To scientifically restore and sustainably manage degraded land, TNC China is working with local communities in Horinger, a county in the center of Inner Mongolia. TNC is collaborating with the Inner Mongolia Agricultural University and Hohhot Agricultural Extension Center to help local farmers and herders launch projects using rain-fed agriculture and sustainable grazing management practices.

The climate in Horinger is gradually warming—with increased temperature, reduced precipitation and declining levels of underground water. In the face of climate change, rain-fed agriculture has shown itself to be a valuable and sustainable approach.

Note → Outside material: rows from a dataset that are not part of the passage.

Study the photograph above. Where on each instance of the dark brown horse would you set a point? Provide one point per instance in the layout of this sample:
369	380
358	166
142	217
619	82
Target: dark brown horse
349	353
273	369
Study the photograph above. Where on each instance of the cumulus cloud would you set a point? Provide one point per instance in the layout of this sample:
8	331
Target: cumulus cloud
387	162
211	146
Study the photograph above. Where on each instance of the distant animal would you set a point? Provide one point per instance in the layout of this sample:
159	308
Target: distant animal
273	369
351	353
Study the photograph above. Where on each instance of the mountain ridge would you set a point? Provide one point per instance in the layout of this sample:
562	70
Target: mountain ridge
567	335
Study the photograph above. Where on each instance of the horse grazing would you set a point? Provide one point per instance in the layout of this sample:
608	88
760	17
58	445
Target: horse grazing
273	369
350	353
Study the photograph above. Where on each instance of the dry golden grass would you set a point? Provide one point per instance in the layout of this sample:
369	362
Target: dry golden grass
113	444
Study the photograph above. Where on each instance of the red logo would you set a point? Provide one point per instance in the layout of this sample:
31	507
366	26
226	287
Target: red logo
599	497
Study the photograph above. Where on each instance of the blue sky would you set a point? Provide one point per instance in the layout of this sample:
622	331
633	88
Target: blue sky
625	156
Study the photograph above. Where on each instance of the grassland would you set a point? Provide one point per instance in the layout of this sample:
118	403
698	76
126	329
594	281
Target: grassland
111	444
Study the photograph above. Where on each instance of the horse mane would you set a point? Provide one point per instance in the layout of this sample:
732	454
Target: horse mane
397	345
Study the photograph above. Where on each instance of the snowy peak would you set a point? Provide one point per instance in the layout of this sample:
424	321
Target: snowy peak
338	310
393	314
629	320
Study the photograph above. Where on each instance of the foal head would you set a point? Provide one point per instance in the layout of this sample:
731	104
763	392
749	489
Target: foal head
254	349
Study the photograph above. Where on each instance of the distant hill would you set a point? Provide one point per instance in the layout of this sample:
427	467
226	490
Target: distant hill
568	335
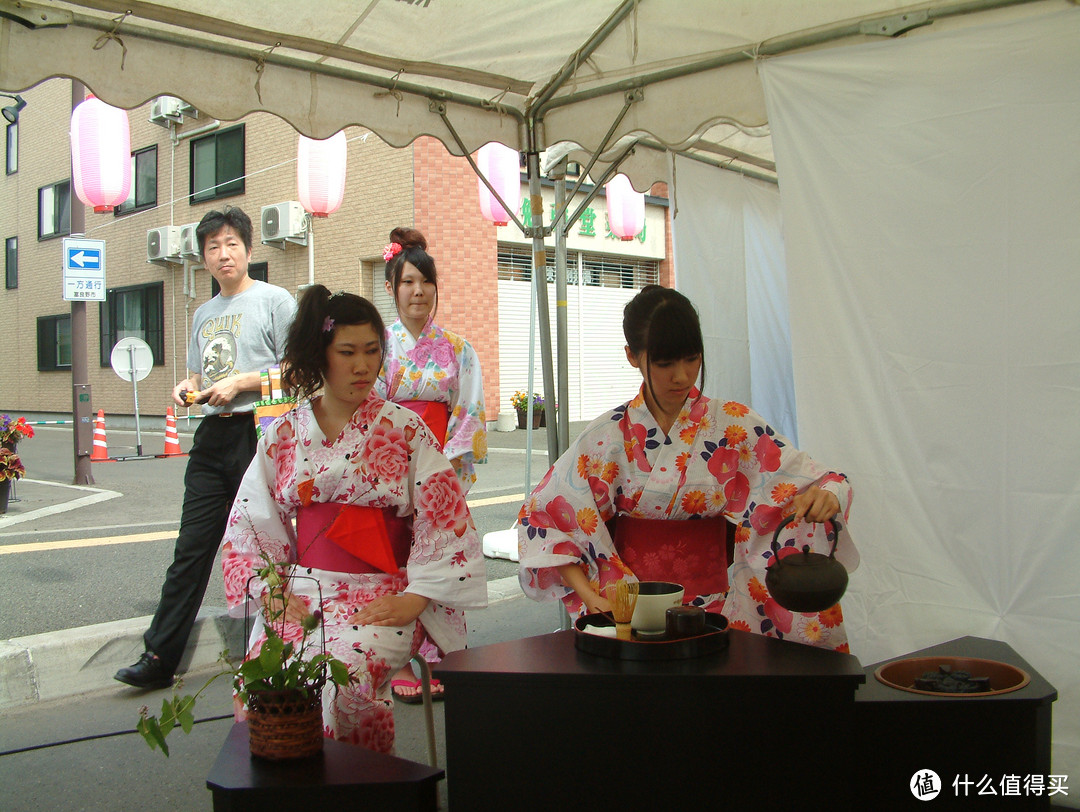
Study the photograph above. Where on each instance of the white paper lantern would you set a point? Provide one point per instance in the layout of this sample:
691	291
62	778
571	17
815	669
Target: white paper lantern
320	173
625	207
100	154
499	164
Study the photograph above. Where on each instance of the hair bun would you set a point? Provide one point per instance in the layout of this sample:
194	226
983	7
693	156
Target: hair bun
408	239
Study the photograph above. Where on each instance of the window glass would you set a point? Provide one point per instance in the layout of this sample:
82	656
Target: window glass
11	262
54	342
13	148
136	311
64	341
144	191
217	165
54	210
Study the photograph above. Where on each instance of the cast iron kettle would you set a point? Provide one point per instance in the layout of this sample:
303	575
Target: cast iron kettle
807	582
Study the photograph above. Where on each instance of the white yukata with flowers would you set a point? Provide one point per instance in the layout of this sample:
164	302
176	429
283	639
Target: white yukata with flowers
717	460
443	367
385	458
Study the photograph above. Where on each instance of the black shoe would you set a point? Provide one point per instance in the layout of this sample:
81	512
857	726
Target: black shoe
147	673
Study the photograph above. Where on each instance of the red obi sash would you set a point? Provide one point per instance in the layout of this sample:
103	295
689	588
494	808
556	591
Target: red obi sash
434	414
689	552
349	538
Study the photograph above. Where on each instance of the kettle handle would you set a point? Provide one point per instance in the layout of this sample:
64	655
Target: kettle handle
836	526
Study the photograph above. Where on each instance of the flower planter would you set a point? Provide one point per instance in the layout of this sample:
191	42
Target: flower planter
284	725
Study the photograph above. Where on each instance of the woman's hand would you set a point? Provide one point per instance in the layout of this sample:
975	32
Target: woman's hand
391	610
296	609
815	504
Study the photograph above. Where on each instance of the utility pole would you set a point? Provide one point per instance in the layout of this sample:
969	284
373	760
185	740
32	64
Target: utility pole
81	403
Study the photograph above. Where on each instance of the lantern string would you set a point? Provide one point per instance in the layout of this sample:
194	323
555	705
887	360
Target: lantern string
496	103
100	41
260	64
393	91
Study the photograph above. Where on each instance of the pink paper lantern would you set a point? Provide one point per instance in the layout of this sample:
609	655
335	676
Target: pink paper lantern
499	164
100	154
625	207
320	173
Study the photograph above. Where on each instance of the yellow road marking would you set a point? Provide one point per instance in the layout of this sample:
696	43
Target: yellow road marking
75	543
42	546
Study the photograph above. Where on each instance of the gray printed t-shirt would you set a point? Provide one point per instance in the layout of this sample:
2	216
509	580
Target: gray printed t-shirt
240	334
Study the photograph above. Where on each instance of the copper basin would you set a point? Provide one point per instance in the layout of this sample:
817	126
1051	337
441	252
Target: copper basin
903	673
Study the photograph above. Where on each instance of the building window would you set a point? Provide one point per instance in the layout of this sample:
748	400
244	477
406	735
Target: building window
515	264
255	270
13	148
217	165
134	311
54	342
144	192
54	210
11	262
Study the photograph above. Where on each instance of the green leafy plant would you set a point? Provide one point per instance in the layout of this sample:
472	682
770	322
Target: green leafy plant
521	401
280	665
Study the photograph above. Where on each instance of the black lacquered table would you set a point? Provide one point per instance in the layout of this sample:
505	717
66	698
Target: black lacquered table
355	777
537	723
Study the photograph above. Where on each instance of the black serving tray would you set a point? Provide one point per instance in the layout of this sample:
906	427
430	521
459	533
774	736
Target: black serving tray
661	647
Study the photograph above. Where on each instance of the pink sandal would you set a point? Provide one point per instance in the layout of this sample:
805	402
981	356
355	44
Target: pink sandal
414	699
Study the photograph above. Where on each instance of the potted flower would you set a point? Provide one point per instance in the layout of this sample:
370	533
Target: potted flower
11	469
12	431
281	687
521	402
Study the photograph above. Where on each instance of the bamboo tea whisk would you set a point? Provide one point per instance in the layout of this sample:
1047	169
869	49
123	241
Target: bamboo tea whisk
623	599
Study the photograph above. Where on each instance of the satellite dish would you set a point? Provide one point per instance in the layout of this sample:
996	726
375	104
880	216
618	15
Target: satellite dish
132	359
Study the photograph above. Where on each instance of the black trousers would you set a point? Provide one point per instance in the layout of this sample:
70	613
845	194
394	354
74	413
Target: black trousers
220	454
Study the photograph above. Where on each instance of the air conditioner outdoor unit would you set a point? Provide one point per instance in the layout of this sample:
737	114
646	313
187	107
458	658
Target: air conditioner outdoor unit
165	109
163	244
284	221
189	243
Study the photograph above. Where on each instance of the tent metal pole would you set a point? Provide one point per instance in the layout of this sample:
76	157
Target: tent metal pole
540	283
563	413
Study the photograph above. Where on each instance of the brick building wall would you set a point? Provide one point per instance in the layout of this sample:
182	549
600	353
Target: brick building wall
420	185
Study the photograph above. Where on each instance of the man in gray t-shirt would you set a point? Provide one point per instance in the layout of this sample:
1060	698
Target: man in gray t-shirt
235	335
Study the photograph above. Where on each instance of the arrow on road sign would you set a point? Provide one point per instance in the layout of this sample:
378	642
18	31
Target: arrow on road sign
84	258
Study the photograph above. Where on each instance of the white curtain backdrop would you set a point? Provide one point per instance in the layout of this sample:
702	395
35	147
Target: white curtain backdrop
729	260
931	190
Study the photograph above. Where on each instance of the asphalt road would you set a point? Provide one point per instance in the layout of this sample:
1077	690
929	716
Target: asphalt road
105	560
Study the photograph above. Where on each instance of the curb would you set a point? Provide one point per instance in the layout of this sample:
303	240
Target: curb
76	661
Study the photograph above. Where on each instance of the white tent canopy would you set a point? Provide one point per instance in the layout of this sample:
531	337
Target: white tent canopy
923	243
526	73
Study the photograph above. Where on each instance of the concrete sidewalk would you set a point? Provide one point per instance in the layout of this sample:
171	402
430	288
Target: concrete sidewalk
80	752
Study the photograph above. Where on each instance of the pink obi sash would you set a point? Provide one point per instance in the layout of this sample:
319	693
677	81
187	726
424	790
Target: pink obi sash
349	538
435	415
689	552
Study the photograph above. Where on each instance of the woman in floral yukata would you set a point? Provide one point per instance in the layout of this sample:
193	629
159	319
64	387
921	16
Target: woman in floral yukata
436	374
381	520
672	455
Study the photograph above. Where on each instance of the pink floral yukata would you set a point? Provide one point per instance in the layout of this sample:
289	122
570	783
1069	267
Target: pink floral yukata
717	460
443	367
383	458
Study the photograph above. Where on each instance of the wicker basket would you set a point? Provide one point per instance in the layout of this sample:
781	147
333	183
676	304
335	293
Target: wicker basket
284	725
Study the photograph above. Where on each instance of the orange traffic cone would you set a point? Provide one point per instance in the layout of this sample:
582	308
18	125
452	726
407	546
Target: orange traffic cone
100	448
172	440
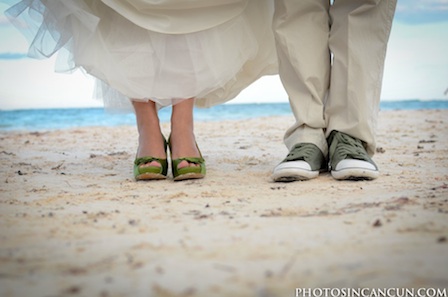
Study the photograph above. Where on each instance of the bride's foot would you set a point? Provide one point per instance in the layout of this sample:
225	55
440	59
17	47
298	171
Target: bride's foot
187	161
186	165
151	160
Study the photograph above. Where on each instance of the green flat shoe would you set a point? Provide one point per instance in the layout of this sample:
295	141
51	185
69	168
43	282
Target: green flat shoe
150	172
191	172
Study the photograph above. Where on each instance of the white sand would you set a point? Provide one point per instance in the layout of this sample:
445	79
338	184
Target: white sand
73	222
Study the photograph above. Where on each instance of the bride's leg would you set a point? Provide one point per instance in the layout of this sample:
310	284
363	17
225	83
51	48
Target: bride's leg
183	142
150	141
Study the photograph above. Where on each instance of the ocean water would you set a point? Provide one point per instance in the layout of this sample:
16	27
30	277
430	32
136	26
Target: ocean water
50	119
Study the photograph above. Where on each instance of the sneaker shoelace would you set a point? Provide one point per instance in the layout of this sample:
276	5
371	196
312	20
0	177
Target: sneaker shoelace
302	152
348	147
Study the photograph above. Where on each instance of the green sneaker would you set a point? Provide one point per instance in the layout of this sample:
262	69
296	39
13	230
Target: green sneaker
349	159
304	161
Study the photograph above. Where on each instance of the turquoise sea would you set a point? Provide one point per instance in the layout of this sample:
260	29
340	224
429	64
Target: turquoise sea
50	119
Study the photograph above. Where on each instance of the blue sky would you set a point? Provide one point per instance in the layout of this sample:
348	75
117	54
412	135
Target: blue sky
416	65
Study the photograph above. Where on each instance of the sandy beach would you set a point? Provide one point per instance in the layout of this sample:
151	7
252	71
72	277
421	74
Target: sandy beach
73	222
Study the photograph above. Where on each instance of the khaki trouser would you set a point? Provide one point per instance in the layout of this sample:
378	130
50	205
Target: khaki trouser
339	91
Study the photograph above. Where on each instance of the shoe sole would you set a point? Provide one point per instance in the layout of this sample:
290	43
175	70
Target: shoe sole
187	176
150	176
293	174
355	174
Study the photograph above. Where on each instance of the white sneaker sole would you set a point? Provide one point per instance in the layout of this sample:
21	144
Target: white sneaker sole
293	171
355	170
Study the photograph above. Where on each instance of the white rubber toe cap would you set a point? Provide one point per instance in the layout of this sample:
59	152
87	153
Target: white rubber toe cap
354	169
292	171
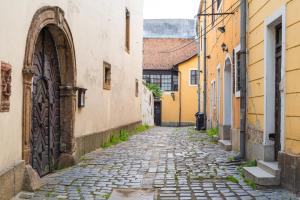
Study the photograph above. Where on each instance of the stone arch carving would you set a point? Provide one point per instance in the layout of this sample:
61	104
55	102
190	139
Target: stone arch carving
53	19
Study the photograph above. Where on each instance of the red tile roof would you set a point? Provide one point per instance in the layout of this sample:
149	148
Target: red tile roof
159	53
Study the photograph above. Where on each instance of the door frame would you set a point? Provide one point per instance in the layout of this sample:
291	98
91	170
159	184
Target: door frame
53	19
219	92
269	81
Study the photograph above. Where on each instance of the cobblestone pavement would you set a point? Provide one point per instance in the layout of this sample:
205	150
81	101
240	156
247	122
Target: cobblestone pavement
179	162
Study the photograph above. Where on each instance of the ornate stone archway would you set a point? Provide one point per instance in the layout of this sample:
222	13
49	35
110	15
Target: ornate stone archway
53	19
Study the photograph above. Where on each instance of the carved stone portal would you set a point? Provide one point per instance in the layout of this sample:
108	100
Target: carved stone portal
5	87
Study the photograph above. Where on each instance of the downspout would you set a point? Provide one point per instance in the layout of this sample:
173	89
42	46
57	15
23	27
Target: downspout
179	123
243	98
204	66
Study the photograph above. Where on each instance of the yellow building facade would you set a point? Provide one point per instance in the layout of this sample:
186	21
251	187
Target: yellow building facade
273	113
222	91
180	107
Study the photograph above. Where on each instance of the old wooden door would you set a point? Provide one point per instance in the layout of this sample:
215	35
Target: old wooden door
45	132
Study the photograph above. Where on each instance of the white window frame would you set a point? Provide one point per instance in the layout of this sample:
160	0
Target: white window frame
237	49
190	71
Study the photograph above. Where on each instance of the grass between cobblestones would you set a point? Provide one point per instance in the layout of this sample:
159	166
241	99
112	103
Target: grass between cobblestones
248	163
124	135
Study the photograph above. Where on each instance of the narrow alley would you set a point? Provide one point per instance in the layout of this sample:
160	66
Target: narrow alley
177	163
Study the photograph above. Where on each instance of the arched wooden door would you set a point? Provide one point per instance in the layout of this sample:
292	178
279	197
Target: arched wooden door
45	131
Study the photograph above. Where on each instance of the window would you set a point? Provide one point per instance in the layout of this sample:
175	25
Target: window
106	76
166	82
127	31
193	77
155	79
136	87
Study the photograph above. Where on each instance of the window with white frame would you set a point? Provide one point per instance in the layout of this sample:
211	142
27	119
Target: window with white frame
237	52
193	77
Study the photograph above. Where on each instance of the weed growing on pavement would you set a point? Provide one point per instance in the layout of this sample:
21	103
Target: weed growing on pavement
248	163
232	179
141	128
213	133
106	195
123	135
250	183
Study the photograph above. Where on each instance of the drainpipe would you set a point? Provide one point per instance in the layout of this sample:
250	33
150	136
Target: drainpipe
179	73
243	98
204	66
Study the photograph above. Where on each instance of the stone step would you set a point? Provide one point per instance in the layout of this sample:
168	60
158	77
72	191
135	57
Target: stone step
271	167
225	144
261	177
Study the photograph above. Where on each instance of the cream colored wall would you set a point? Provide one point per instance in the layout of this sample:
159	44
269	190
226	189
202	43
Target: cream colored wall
258	12
98	28
215	38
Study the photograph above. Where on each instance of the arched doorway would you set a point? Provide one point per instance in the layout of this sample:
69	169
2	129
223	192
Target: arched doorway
227	93
45	128
49	101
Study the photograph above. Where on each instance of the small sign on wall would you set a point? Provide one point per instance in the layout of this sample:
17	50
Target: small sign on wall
5	89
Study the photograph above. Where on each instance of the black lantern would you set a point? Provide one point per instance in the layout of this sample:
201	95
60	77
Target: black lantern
81	97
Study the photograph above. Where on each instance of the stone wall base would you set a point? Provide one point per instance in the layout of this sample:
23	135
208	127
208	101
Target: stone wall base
175	124
235	139
290	171
224	132
89	143
11	181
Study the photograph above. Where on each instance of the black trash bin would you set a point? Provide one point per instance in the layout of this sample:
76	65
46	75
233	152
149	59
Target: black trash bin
199	121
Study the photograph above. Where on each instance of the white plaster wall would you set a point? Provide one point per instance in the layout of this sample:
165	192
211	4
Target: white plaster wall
147	106
98	29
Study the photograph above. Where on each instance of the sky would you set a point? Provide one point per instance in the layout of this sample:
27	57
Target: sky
174	9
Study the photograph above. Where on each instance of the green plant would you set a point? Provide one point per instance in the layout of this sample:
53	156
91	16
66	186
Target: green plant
124	135
106	195
141	128
250	183
213	132
232	179
155	89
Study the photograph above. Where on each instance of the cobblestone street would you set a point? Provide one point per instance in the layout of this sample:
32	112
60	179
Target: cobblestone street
178	162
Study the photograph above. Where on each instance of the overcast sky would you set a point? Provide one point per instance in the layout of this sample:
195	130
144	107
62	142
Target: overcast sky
179	9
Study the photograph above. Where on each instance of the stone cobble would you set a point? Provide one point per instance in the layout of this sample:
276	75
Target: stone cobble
179	163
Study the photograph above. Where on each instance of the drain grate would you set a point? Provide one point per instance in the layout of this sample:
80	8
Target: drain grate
132	194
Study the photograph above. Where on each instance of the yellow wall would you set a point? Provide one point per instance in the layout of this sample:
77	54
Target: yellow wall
215	38
170	107
258	11
189	92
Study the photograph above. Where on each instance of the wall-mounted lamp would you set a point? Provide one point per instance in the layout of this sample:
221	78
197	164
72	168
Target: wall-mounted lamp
221	29
173	96
224	47
81	97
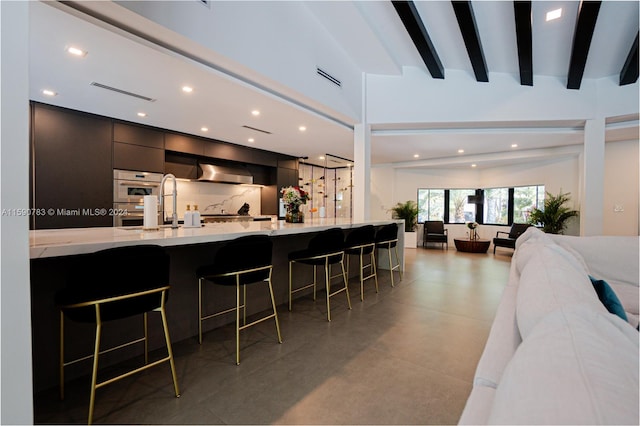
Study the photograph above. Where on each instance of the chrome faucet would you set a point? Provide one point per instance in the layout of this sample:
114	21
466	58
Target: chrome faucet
174	194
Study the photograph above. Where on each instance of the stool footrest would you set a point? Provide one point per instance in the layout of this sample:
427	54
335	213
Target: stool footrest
132	372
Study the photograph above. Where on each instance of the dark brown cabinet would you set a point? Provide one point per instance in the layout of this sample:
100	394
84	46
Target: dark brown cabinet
137	148
72	179
139	158
185	144
138	135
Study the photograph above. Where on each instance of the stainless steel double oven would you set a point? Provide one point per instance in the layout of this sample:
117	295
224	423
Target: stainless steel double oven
129	189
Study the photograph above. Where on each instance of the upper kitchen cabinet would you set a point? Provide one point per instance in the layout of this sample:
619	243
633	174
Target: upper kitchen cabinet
241	154
185	144
138	148
138	135
72	176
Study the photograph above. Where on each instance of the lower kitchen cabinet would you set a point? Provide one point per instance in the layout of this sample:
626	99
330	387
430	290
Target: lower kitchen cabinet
72	179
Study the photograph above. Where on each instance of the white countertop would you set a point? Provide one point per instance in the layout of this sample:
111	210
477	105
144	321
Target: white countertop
72	241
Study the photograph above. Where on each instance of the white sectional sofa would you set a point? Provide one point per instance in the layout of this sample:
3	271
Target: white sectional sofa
555	355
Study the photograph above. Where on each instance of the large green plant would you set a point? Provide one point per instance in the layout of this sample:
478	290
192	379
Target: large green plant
554	215
407	211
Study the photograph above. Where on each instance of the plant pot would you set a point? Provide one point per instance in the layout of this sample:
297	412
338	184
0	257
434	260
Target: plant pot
410	239
294	217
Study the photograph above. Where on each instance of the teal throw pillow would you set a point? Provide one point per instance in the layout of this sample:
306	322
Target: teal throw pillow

Rain-fed agriculture focuses on improving soil fertility and productivity without irrigation. The method tests soil for fertilization levels and uses organic fertilizer to guarantee high crop yields and sustainable income, while reducing greenhouse gas emissions.

Inner Mongolia is experiencing increasing pressure on its natural resources. Sustainable grazing management improves the quality and productivity of grasslands while helping to increase the grazing income of local communities.

Alongside our partners, TNC scientists have developed a set of grazing plans that will reduce the pressure put on each grazing zone while sustaining economic returns for local communities year-round. The plans include measures like grazing prohibitions in the spring and monitoring-based grazing rotations by zoning area.